Gardeners with and without disabilities share stories, get their hands dirty together
Participants, volunteers, and other guests mingled in the clearing at Troy Gardens. Some sat at picnic tables covered with vibrant blue tablecloths while others served themselves at the abundant food table. They were meeting for the Harvest Party, the final gathering of the Gardening for Good program.
It started as an idea in Rebecca Starke’s mind to combine two of her passions: gardening and working with people with developmental disabilities. She spent 20 years helping people with disabilities in a vocational setting and keeps a plot at Troy Community Gardens. Over the summer she served as the program director of Gardening for Good.
The program helps people with disabilities learn about gardening and related topics with volunteers at the Troy Community Gardens, where Starke introduced her idea. Each participant received the support of at least one volunteer.
“It really is giving people with disabilities a voice about something they care about and a way for them to really develop these new skills,” Starke said, adding that it allowed them to go beyond their “typical routine.” She encouraged participants to pursue their individual interests and skills.
Aside from just gardening, participants gained a full community experience with the program, socializing with each other and other Troy gardeners. Many were able to see their own stories – told around a circle at several of the meetings – published on the blog Starke created.
“It’s been an awesome project,” said Carol Christopher, a Gardening for Good volunteer. “I learned a lot about gardening, and it’s really just a fun place to come meet people.”
At the party, appearances often weren’t enough to tell the volunteers and participants apart; most chatted, danced, and drummed as if attending a reunion of friends.
“It’s not like this is a group of gardening for people with disabilities; it’s a group of gardening for gardeners,” Starke said. She noted that one day only around nine of the 40 attendees were individuals with disabilities.
“It’s not like it’s insignificant that it’s for people with disabilities, but it’s more natural [than that],” she said, “people coming together, just enjoying each other’s company.”
Gardening for Good met once a week for an hour and a half from May 31 to August 16. Starke organized a mini-workshop each week to accompany time in the garden.

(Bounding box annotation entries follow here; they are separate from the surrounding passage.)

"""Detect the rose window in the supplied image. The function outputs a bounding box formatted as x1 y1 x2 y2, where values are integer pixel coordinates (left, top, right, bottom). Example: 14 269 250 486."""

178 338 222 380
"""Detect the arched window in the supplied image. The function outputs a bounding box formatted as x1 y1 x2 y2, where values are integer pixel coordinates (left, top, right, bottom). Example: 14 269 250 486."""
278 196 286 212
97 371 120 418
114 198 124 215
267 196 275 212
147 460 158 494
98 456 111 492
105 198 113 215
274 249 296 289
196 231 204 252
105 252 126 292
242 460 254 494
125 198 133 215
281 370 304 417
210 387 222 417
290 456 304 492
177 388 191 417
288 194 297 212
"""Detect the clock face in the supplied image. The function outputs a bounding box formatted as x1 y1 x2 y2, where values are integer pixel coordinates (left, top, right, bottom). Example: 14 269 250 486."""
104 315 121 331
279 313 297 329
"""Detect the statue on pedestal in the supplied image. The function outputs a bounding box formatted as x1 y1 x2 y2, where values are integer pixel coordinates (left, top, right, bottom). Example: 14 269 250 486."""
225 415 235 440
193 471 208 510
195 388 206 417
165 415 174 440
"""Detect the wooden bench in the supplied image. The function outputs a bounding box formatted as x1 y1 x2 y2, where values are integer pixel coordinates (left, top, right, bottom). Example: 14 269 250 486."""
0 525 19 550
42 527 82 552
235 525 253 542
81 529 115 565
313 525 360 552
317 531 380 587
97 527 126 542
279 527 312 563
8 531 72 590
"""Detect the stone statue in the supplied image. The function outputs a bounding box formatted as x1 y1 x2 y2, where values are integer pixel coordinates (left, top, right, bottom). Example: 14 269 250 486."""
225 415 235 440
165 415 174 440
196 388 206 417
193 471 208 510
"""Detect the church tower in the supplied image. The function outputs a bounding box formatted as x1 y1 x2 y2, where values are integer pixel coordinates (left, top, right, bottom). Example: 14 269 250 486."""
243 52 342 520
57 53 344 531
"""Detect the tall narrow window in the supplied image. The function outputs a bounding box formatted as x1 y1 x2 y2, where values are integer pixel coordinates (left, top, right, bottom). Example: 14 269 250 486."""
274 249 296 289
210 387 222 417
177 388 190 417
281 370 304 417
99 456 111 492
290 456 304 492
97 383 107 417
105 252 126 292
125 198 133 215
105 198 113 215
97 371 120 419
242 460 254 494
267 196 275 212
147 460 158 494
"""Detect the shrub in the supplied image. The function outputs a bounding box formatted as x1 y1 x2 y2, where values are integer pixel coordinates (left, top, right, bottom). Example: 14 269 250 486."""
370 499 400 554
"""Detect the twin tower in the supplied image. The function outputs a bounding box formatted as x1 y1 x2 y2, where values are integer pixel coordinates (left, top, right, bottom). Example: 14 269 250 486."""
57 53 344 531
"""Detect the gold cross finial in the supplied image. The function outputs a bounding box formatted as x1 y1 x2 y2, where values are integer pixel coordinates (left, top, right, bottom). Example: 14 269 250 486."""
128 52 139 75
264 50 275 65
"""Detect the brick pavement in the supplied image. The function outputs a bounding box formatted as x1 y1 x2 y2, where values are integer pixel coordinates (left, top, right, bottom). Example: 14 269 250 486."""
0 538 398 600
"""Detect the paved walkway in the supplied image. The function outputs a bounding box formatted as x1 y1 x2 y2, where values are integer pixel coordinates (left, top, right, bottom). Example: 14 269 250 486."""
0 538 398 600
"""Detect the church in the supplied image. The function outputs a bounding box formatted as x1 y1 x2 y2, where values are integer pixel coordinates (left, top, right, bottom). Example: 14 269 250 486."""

Participants learned about a range of topics from bird-watching and flower-arranging to citizenship.
For three sessions sprinkled throughout the twelve weeks, Marge Pitts, a volunteer, led the “garden stories” workshop. Participants and volunteers shared their personal experiences with the group. She compiled their stories and pictures into a book that she plans to copy and distribute.
Both Pitts and Starke spoke fondly of the second story session. One man who chose not to participate during the previous “Garden Stories Salon” brought a guitar and played “Kumbaya” while the others sang along.
“It was perfect,” Starke said. “It was his expression of how he was feeling that night. So it doesn’t matter what people bring to it. All of it is really a fabulous contribution.”
Starke said sharing thoughts and feelings seemed to be “a different opportunity” for the project’s participants.
That was the moment most of them started to open up, Pitts said. “It’s not really a writing class,” she said. “It’s telling your story, and you do that however you communicate, whatever your gift is, that’s how you share.”
Starke also created a blog for Gardening for Good, where she posted entries after each week’s gathering. Some of them featured the stories given to her by the participants.
Harvest Party attendee Julie Horner said she’s been following the blog and enjoying their stories. She heard about the project from Starke and came to one of the gatherings early in the summer.
“For a community garden to have something like this for people with disabilities is just so fantastic,” Horner said. “What I’ve noticed is that the participants are really getting into gardening…I’d like to see all community gardens involving people with disabilities like this.”
Several others echoed this sentiment. Hoping to spread the idea elsewhere, Starke plans to talk with the Community Action Coalition, the group that oversees all area community gardens.
This summer, she had 12 consistent participants with disabilities but the number changed from week to week. They averaged around 10 volunteers per night. Some people – friends and fellow Troy gardeners – also came to “hang out” with them even if they didn’t want to garden, which Starke encouraged. She liked that the project allowed people to meet their neighbors.
While the project at Troy was focused on people living on Madison’s north side, it drew people from all over.
Starke received funding for Gardening for Good from the Dane County Human Services in a one-time grant. She and Pitts plan to pursue more funding opportunities over the winter to continue the program next year.
“It’s been a huge success and Rebecca did an awesome job organizing it, and it’s just wonderful, and I hope we do it again,” Pitts said, “until I die.”
Most of the participants and volunteers enthusiastically support the project’s continuation. Rick Lewis, a participant with Down syndrome, said he would love to do it again next year.
“The project is great work…and we worked really hard,” he said. “I like everything about it.”
Despite the praise most attendees gave to Starke, she insisted that the program worked because of the participants and volunteers.
“I could do all the footwork that I could and it was the people coming together that just… clicked,” Starke said. “And people just came so open and engaged.”
She started to tear up as she talked about it. “I just came away from there just…deeply touched,” she said. “Why can’t it be like this everywhere is what it really felt like to me. Why can’t we all kind of come together in ways where we really accept each other right where we’re at?”